Fassel puts on a worried face

Giants coach: Redskins may be `coming together'

NFL Week 4

October 07, 2001|By Milton Kent | Milton Kent,SUN STAFF

ASHBURN, Va. - Jim Fassel is a little frightened, or at least he is for public consumption, and Brian Billick can probably empathize.

The New York Giants are 14-point favorites today at Giants Stadium against the Washington Redskins, and Fassel, who coached the Giants to the Super Bowl last season, has the fear that the coach of a good team has when it plays a decided underdog: That the bad team will pick that day to gain its bearings, as the Cincinnati Bengals did in Week 2 against the Ravens.

"When I look at a team, I always look at matchups and how our guys match up against their guys. I know one thing: They [the Redskins] have good players and they have a good coaching staff," Fassel said last week.

"They just haven't come together, but at any time, they'll come together and we've got to assume that they'll come together against us. That's the way we're approaching it."

The numbers, and Washington's play to date this season, however, suggest that Fassel might have little to worry about. The Redskins have been blistered in three losses by a combined score of 112-16, and their offense and defense are each ranked last in the league.

To make matters worse, the locker room is rife with rumors that the team's veterans are chafing at the relatively authoritarian rule of coach Marty Schottenheimer, so much so that Schottenheimer had gripe sessions with the team twice last week.

This past week, Schottenheimer assumed some of the blame for not communicating with the team, allowing that he hadn't bothered to explain the numerous changes he has wrought in the lineup and in the practice regimen because he assumed the players instinctively knew what he wanted and why.

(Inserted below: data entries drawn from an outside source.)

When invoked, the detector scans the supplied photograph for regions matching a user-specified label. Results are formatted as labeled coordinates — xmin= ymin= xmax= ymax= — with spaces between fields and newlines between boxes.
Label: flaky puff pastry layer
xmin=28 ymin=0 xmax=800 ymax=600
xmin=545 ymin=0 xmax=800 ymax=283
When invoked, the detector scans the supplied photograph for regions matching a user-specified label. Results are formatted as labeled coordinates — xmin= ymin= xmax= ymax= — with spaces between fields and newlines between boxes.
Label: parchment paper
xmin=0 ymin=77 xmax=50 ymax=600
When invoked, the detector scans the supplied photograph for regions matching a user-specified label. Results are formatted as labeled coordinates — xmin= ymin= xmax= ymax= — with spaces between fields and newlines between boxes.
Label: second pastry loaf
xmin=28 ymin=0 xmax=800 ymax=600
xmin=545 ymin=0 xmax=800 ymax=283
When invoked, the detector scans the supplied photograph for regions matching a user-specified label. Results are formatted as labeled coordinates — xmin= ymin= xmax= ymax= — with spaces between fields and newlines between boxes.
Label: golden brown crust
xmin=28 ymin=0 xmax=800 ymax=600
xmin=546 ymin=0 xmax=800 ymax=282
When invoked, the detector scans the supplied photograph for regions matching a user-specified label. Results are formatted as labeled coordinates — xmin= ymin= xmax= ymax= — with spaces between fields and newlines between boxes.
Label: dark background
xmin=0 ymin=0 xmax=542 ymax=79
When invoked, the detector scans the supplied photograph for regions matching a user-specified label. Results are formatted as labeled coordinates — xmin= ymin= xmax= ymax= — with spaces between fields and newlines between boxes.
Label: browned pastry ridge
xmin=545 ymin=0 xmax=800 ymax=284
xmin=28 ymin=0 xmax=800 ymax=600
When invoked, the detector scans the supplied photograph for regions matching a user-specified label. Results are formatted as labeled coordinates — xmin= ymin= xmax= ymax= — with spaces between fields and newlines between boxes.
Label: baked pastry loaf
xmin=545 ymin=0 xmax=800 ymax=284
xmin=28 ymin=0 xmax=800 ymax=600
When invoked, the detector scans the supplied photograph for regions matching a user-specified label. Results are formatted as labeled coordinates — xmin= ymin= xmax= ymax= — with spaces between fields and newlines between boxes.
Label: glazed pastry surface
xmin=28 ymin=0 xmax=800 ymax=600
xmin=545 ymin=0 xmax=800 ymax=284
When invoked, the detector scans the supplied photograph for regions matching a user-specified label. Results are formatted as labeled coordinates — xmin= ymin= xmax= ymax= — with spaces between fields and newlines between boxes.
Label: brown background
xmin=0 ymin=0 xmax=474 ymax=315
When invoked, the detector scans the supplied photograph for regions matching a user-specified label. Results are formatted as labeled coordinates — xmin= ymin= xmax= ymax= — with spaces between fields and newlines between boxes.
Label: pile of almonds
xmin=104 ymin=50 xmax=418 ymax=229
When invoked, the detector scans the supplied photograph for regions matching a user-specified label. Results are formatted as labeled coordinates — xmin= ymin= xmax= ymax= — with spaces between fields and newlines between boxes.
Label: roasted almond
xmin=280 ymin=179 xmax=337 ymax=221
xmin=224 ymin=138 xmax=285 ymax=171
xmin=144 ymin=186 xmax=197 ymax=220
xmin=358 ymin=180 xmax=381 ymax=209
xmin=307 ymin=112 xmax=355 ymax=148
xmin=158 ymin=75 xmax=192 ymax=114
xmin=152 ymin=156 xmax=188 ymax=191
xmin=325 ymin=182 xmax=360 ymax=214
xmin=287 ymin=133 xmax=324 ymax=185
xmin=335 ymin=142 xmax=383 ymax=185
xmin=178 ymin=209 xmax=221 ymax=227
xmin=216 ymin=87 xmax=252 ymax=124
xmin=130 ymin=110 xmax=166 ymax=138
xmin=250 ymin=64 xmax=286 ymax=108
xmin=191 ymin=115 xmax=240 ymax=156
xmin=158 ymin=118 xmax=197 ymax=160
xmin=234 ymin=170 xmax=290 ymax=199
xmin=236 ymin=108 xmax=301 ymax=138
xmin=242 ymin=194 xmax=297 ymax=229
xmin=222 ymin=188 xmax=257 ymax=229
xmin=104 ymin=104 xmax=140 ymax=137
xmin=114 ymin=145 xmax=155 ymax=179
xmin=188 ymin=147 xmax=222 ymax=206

"The irony of it is that everything I do when I coach, I tell them why. And there were some things that we did that I didn't tell them why. And I made a mistake. And I should have told them why," Schottenheimer said. "The irony is when I coach and when I teach, I always tell them why because I think if you understand why, it makes it easier to do it."

For now, everything seems to be simpatico.

"I'm believing that they will change. Coach Marty and everybody in this organization wants to win," said middle linebacker Robert Jones. "It could have been an assumption on his part that most guys got it. Some guys knew it, some guys understood what he was doing and some guys weren't on the same page. He just had to make it clear for everybody."

Even with better communication, today's task won't be an easy one, especially given the Redskins' decided weakness in defending the run, in which they are ranked 30th.

Already, rookie LaDainian Tomlinson of San Diego, Ahman Green of Green Bay and Priest Holmes of Kansas City have each run for more than 100 yards against Washington. And the Giants' offense, ranked 20th overall - while far from prolific - moves the ball on the ground well, witness Ron Dayne's 111 yards last week against New Orleans.

"We've had three weeks in a row where somebody has run for over 100 yards on us. Somewhere along the line, we've got to stop this. We can't have this week in and week out," said safety Sam Shade.

Meanwhile, the Redskins did show some signs of offensive life in last week's 45-13 debacle against Kansas City, in their first week with Tony Banks as the starting quarterback, producing the team's first touchdown of the year.

"The name of the game is consistency, to keep the ball away from the other team," said tight end Stephen Alexander. "That's something that we're still trying to get to, and I think we're doing a better job of it, but we're not quite there yet."